Micron unter Druck – Anleger fürchten KI-Dämpfer
Vor den Quartalszahlen von Micron geraten Tech-Aktien weltweit unter Druck. Anleger hinterfragen zunehmend die hohen Erwartungen an den KI-Boom.

Die Aktie des US-Speicherchipherstellers Micron Technologies ist am Dienstag deutlich eingebrochen. Laut dem «Ecoreporter» verlor das Papier an der Nasdaq rund 13 Prozent.
Auch die asiatischen Wettbewerber gerieten stark unter Verkaufsdruck. SK Hynix und Samsung schlossen jeweils mit Verlusten von knapp 12 Prozent.
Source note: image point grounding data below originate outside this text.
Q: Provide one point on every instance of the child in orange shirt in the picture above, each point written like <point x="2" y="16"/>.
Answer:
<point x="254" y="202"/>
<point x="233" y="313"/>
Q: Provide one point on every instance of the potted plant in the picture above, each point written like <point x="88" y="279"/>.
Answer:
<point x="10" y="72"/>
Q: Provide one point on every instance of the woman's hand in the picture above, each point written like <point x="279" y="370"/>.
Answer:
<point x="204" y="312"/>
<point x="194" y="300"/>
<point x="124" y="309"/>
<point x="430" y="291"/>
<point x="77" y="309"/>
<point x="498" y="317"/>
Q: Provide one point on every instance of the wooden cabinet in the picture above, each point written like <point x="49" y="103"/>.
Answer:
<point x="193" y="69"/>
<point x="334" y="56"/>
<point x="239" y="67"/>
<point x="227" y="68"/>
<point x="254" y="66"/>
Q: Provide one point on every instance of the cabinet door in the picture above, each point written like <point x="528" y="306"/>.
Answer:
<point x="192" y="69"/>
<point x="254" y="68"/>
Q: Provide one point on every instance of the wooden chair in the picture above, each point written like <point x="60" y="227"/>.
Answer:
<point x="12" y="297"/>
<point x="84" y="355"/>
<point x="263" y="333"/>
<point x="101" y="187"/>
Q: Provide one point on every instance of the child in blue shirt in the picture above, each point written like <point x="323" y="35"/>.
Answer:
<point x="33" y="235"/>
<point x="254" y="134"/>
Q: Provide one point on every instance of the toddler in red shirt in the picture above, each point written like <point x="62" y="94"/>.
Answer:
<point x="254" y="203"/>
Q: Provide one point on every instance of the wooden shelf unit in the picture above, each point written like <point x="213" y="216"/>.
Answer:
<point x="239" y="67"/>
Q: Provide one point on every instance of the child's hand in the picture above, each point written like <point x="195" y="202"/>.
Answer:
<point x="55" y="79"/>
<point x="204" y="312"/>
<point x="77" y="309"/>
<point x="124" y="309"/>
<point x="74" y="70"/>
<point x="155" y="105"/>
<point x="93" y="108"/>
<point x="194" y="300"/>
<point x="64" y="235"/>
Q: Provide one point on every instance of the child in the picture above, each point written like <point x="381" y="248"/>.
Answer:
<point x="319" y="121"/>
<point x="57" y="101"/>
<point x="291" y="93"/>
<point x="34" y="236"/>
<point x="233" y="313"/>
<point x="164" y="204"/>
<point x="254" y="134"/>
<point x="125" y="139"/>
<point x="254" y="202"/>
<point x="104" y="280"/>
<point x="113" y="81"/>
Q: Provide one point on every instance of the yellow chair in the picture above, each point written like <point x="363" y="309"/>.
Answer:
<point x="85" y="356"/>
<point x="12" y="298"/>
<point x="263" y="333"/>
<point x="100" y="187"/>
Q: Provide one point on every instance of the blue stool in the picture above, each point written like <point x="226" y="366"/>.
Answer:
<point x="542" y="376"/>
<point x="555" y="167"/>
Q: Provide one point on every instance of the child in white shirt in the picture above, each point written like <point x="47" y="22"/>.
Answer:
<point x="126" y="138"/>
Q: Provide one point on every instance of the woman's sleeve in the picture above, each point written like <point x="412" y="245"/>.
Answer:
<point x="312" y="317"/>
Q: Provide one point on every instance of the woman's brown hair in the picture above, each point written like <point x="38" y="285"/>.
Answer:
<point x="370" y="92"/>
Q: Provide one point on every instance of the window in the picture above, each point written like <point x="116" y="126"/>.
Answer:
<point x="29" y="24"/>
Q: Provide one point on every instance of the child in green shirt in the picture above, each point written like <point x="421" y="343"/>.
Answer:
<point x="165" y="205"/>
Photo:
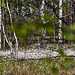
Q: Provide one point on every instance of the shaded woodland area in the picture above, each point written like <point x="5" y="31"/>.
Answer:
<point x="37" y="37"/>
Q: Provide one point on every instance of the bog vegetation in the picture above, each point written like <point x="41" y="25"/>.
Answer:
<point x="44" y="24"/>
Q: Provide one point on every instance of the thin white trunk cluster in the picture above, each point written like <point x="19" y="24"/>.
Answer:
<point x="60" y="24"/>
<point x="43" y="35"/>
<point x="0" y="24"/>
<point x="16" y="45"/>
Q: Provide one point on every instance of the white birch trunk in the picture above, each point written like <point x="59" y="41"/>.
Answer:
<point x="11" y="23"/>
<point x="60" y="25"/>
<point x="0" y="24"/>
<point x="43" y="35"/>
<point x="16" y="45"/>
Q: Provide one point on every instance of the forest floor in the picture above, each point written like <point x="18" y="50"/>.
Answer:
<point x="56" y="63"/>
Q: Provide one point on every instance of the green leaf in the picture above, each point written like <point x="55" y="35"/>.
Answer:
<point x="55" y="70"/>
<point x="72" y="27"/>
<point x="61" y="52"/>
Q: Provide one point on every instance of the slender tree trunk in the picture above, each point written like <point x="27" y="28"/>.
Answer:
<point x="60" y="25"/>
<point x="0" y="24"/>
<point x="43" y="35"/>
<point x="16" y="45"/>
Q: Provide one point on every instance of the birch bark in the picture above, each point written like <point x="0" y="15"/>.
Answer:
<point x="0" y="24"/>
<point x="60" y="25"/>
<point x="43" y="35"/>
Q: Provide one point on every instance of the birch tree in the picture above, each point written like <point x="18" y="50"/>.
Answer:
<point x="0" y="24"/>
<point x="43" y="35"/>
<point x="60" y="25"/>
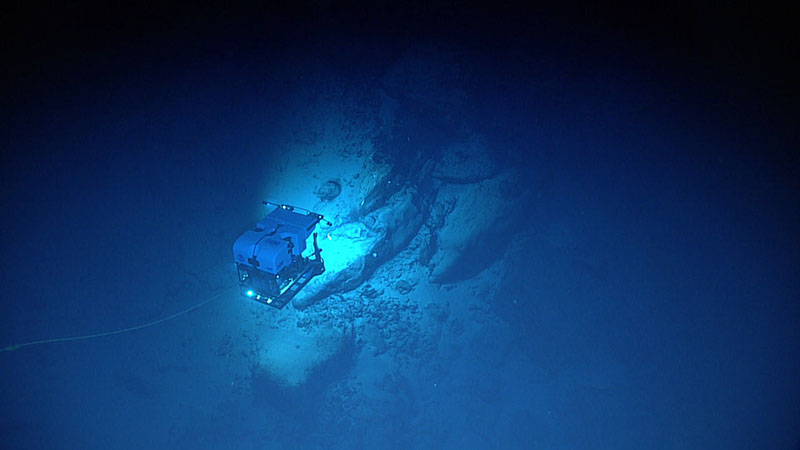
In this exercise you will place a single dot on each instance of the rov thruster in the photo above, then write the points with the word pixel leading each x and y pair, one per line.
pixel 269 258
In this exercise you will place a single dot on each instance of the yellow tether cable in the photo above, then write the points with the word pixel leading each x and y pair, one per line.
pixel 124 330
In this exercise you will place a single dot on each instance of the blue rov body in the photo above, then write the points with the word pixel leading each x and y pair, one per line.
pixel 269 258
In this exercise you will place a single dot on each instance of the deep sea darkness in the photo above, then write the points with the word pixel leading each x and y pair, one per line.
pixel 653 303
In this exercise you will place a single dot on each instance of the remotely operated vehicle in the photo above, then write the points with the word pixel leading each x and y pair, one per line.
pixel 269 258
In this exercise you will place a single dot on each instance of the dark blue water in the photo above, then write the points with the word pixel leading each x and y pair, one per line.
pixel 652 301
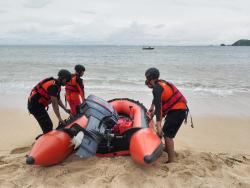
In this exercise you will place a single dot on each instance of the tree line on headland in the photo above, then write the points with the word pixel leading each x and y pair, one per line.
pixel 242 42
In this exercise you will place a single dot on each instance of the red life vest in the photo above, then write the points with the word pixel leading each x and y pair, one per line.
pixel 42 89
pixel 73 87
pixel 171 97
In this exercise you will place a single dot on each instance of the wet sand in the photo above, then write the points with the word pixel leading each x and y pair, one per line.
pixel 216 153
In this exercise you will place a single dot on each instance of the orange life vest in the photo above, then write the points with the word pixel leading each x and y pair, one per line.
pixel 171 98
pixel 73 87
pixel 42 89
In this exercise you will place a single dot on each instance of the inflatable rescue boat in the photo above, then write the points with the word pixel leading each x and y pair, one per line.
pixel 116 127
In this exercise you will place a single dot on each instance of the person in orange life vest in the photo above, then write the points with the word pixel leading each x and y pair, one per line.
pixel 44 93
pixel 75 89
pixel 167 102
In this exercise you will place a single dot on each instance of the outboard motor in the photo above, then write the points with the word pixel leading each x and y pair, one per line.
pixel 101 116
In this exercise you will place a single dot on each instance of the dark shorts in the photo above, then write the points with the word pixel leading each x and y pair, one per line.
pixel 41 115
pixel 173 122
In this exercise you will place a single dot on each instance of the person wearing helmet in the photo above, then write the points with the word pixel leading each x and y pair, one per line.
pixel 43 94
pixel 167 102
pixel 75 89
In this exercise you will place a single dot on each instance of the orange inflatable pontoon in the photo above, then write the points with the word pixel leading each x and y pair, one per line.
pixel 117 127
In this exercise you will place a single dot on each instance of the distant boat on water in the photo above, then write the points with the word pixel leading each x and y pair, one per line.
pixel 148 48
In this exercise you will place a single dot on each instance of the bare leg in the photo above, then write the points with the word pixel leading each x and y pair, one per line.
pixel 169 144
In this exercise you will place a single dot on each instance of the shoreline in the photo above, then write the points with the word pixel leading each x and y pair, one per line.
pixel 210 133
pixel 216 153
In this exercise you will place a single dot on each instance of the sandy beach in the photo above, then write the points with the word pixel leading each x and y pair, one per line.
pixel 216 153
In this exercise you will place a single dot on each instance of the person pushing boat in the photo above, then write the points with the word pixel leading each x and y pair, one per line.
pixel 167 102
pixel 43 94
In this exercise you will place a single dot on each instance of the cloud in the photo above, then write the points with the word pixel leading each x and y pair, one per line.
pixel 87 12
pixel 36 3
pixel 167 22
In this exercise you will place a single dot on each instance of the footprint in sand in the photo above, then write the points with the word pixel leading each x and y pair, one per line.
pixel 2 160
pixel 20 150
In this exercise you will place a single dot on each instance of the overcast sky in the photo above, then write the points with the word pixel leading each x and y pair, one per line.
pixel 124 22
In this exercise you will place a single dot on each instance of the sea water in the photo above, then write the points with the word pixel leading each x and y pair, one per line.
pixel 203 74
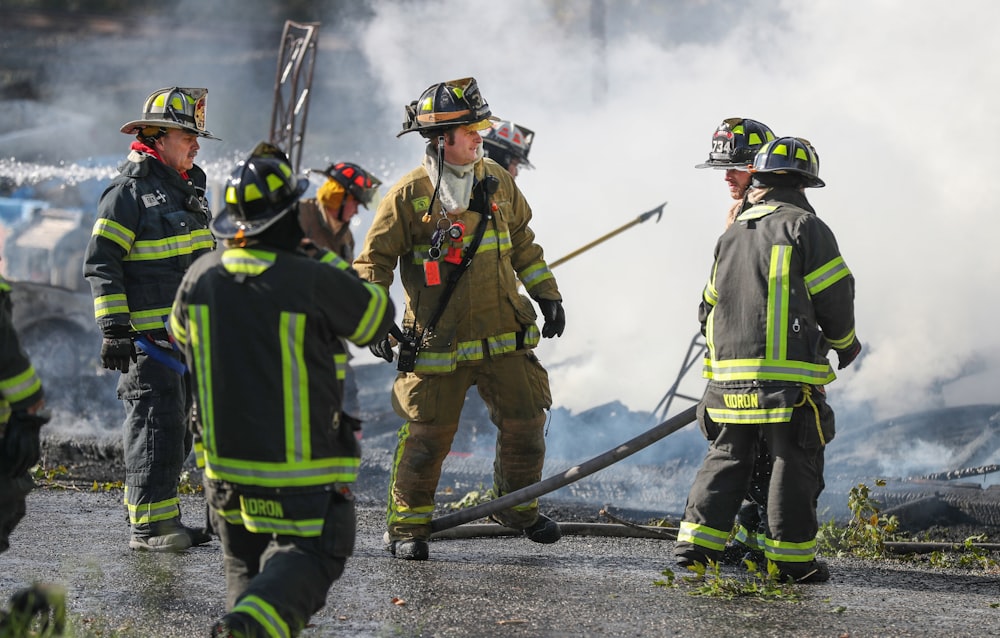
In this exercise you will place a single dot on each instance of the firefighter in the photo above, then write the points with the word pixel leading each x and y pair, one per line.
pixel 326 218
pixel 779 297
pixel 508 145
pixel 458 228
pixel 22 413
pixel 263 324
pixel 152 223
pixel 734 144
pixel 326 221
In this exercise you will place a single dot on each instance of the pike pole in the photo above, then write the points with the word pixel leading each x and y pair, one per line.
pixel 571 475
pixel 658 211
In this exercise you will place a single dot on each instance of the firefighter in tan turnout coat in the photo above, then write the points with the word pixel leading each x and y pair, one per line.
pixel 458 229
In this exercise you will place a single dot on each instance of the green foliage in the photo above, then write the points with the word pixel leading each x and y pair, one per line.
pixel 709 582
pixel 866 533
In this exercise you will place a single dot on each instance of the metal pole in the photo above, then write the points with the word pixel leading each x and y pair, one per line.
pixel 658 211
pixel 571 475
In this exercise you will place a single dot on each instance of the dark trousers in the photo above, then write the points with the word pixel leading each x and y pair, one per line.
pixel 156 440
pixel 278 582
pixel 796 481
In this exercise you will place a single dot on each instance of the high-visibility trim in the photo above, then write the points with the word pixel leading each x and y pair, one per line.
pixel 773 415
pixel 702 536
pixel 404 515
pixel 199 323
pixel 535 274
pixel 174 246
pixel 340 364
pixel 178 330
pixel 466 351
pixel 140 513
pixel 826 275
pixel 264 614
pixel 768 370
pixel 295 386
pixel 306 473
pixel 807 399
pixel 116 304
pixel 378 302
pixel 778 291
pixel 783 551
pixel 151 319
pixel 304 528
pixel 115 232
pixel 20 386
pixel 244 261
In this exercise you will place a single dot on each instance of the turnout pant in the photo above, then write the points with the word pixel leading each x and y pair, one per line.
pixel 515 389
pixel 721 483
pixel 156 440
pixel 279 581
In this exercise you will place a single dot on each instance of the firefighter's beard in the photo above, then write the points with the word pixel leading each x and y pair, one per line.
pixel 456 181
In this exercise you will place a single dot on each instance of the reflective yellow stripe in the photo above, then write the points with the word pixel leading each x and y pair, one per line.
pixel 271 474
pixel 152 319
pixel 768 370
pixel 826 275
pixel 783 551
pixel 702 536
pixel 20 386
pixel 778 289
pixel 773 415
pixel 167 247
pixel 265 615
pixel 247 262
pixel 115 232
pixel 115 304
pixel 295 387
pixel 139 513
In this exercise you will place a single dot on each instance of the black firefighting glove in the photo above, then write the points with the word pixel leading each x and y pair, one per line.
pixel 555 318
pixel 848 354
pixel 22 445
pixel 117 348
pixel 383 347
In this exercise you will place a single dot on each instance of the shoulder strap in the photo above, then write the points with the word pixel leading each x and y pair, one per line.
pixel 484 189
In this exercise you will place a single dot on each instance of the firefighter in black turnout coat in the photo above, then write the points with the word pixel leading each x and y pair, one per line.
pixel 779 297
pixel 152 223
pixel 261 325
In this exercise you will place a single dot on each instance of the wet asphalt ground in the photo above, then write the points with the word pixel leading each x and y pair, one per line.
pixel 489 587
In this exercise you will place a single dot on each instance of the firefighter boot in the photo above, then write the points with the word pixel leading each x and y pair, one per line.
pixel 167 536
pixel 231 626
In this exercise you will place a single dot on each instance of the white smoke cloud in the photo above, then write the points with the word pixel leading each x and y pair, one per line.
pixel 895 100
pixel 894 97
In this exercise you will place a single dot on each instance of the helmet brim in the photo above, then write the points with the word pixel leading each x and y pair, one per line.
pixel 226 226
pixel 135 126
pixel 723 165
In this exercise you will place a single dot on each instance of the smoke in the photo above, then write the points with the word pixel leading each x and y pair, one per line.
pixel 623 106
pixel 893 99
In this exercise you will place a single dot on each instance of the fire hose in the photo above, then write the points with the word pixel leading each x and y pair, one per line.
pixel 571 475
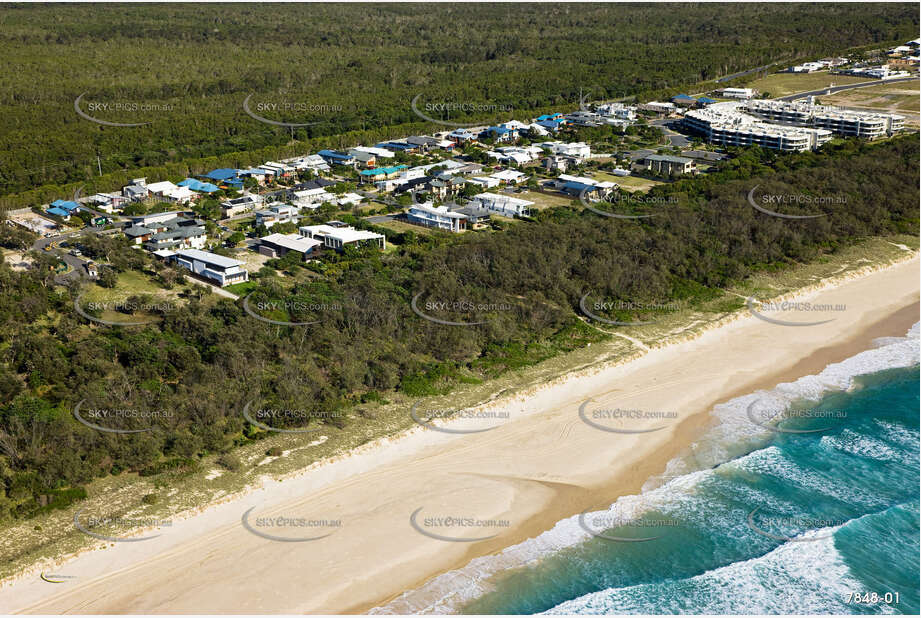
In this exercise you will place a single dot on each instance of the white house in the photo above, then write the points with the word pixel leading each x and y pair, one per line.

Die Unsicherheit erfasste weite Teile der Halbleiterbranche. AMD, Intel, Infineon und ASML verloren ebenfalls deutlich an Wert.
Micron: Zweifel an der KI-Euphorie
Auslöser der jüngsten Kursverluste war ein Bericht aus Südkorea. Dem «Focus» zufolge sorgten Meldungen über Anpassungen der Produktion bei SK Hynix für Verunsicherung.
Dem Bericht zufolge will das Unternehmen stärker auf klassische DRAM-Speicher setzen. Die Ausweitung der Produktion von HBM-Chips für KI-Anwendungen soll dagegen verschoben werden.
An den Märkten wurden die Nachrichten als mögliches Warnsignal gewertet. Anleger befürchten, dass das Wachstum im KI-Sektor an Dynamik verlieren könnte.
Quartalszahlen als Lackmustest
Im Mittelpunkt steht nun Micron selbst. Das Unternehmen veröffentlicht am Mittwoch seine Zahlen für das dritte Quartal des laufenden Geschäftsjahres.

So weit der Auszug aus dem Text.